Merge pull request #742 from superboy-zjc/patch-1

adamghill · web-flow · commit 01e74979b0d5 · 2025-01-21T07:36:48.000-05:00
Create SECURITY.md
diff --git a/SECURITY.md b/SECURITY.md
@@ -2,11 +2,31 @@
 
 ## Supported Versions
 
-| Version  | Supported          |
-| -------- | -------------------|
-| 0.61.x   | :white_check_mark: |
-| < 0.61.x | :x:                |
+The following versions of Django Unicorn are currently supported for security updates:
+
+| Version | Supported          |
+| ------- | ------------------ |
+| 0.61.x  | ✅ Fully supported |
+
+Please ensure you are using the latest version to receive security updates.
+
+---
 
 ## Reporting a Vulnerability
 
-Report vulnerabilities by emailing unicorn@adamghill.com.

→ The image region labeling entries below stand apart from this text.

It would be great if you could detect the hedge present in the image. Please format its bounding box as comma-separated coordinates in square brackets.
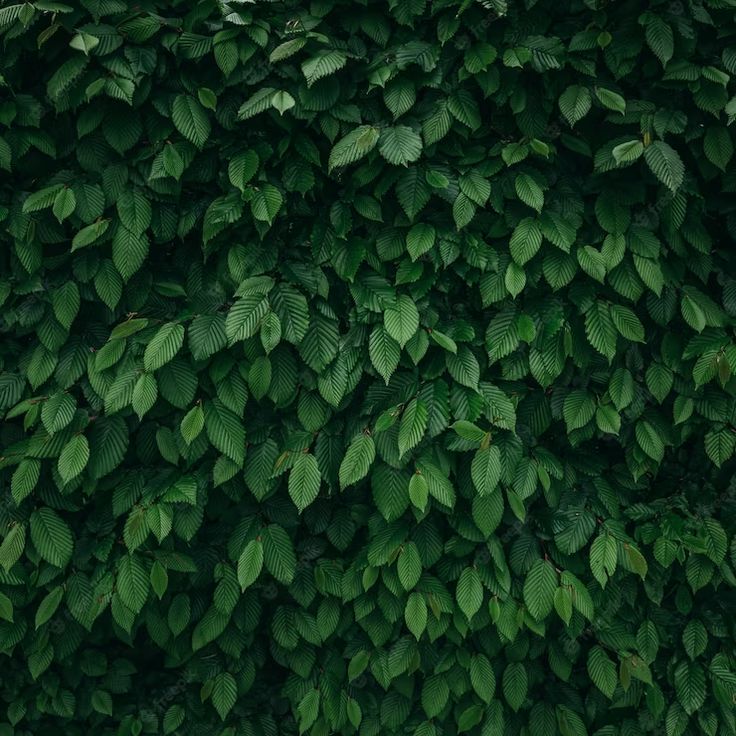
[0, 0, 736, 736]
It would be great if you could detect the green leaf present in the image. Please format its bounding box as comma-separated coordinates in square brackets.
[328, 125, 380, 171]
[644, 141, 685, 192]
[588, 645, 618, 700]
[399, 399, 429, 457]
[562, 389, 595, 433]
[559, 85, 593, 127]
[35, 585, 64, 629]
[501, 662, 529, 712]
[470, 445, 501, 496]
[238, 539, 264, 591]
[514, 174, 544, 212]
[524, 560, 558, 621]
[30, 508, 73, 567]
[595, 87, 626, 115]
[171, 94, 212, 148]
[212, 672, 238, 721]
[455, 567, 483, 620]
[378, 125, 422, 166]
[225, 294, 268, 345]
[143, 322, 184, 372]
[383, 294, 419, 348]
[404, 593, 427, 641]
[339, 433, 376, 488]
[263, 524, 296, 585]
[289, 453, 322, 513]
[57, 434, 89, 483]
[368, 325, 401, 386]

+We take security issues seriously and appreciate your efforts to responsibly disclose vulnerabilities.
+
+To report a security vulnerability:
+
+1. **Use our GitHub Security Advisory**:
+   - Navigate to the [Django Unicorn repository](https://github.com/adamghill/django-unicorn).
+   - Go to the **Security** tab and click **Report a vulnerability**.
+2. **Responsible Disclosure**:
+   - Do not publicly disclose the vulnerability until we have had a chance to investigate and provide a fix.
+   - We aim to respond to security reports within **48 hours** and provide a resolution within **7-14 days**.
+  
+---
+
+## Acknowledgments
+
+We appreciate the contributions of security researchers and developers who help us make Django Unicorn secure. Thank you for your support in keeping this project safe and reliable.